コールオプションは、EURが下落すると安くなり、EURが高くなると高くなりますから、上図のように行使価格に届かないOTM(Out of the Money)の状態1.1600近辺でも、買い持ちと同じような効果を持っています。デルタとは、このようにスポット価格に対するオプション価格の変化の度合いを測る感応度であり、ビジュアル的にはオプションの損益曲線に対する1.1600時点での接線が1.1600のデルタです。計算すると22%となります。

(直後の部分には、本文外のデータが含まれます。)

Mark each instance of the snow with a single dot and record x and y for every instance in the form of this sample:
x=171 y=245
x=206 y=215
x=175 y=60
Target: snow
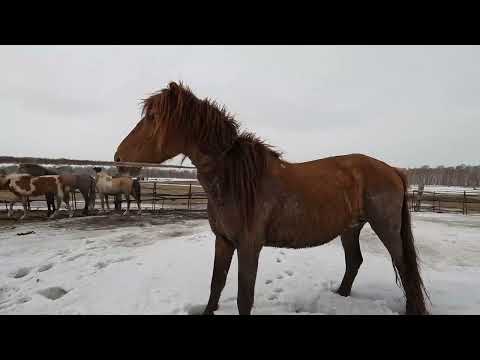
x=162 y=265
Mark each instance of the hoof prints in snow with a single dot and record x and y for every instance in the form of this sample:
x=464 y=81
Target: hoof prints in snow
x=45 y=267
x=75 y=257
x=53 y=293
x=24 y=299
x=20 y=273
x=104 y=264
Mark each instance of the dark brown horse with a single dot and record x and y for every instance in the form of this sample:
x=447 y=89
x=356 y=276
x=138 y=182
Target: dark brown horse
x=83 y=182
x=256 y=199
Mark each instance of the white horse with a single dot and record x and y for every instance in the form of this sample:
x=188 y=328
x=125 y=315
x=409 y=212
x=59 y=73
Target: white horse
x=24 y=186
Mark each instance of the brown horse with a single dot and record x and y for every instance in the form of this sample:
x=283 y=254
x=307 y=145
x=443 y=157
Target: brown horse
x=256 y=199
x=83 y=182
x=108 y=185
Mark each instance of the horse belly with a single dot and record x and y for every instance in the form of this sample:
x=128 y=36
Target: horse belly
x=296 y=226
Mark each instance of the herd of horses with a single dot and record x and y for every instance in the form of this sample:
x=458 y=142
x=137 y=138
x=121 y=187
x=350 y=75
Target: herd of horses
x=35 y=180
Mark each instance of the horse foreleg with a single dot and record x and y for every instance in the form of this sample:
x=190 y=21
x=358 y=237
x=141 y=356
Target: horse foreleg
x=102 y=202
x=59 y=199
x=10 y=209
x=106 y=200
x=247 y=275
x=223 y=258
x=127 y=198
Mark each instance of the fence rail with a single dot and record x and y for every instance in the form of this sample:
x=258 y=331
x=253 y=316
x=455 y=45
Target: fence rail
x=155 y=195
x=466 y=202
x=189 y=195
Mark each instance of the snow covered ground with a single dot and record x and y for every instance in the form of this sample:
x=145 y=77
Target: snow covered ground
x=163 y=265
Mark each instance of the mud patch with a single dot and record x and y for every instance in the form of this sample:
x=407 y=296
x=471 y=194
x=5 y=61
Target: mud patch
x=17 y=274
x=53 y=293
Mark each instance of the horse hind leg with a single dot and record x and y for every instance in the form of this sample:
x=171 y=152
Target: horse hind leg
x=404 y=263
x=66 y=199
x=10 y=209
x=59 y=199
x=353 y=258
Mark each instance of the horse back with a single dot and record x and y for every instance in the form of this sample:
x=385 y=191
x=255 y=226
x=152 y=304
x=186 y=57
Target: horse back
x=306 y=204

この接線の傾きが、「EURスポット価格に対するEURコールのプレミアムの変化率」を表すので、この直線を相殺する形でEUR100,000×0.23=EUR23,000をスポット取引で売れば、デルタヘッジになります。

EUR23,000売り@1.1600として、デルタヘッジを行った図が以下の通りです。

 

 

この図は、時間とボラティリティを変化させていないので、まるで負けないように見えますが、満期までに全く相場が動かなければ、オプションの時間価値が減っていくのでマイナス62ドルの損失には変わりありません。

ただ、このように細かくヘッジをしておけば、この後1.15台に下がった場合に、ほんの少しですが利益をとれたりするわけです。私の場合、上に行きそうな相場感もあって、とりあえず1.1650まで売るつもりがなかったので、こういったヘッジを行わなかったというわけです。

デルタヘッジ比率は、前回のレポートでもいいましたが、saxobankの取引管理画面でいつでも見ることができますし、その数値でヘッジ取引を行いたい場合には、その場で取引を行うこともできます。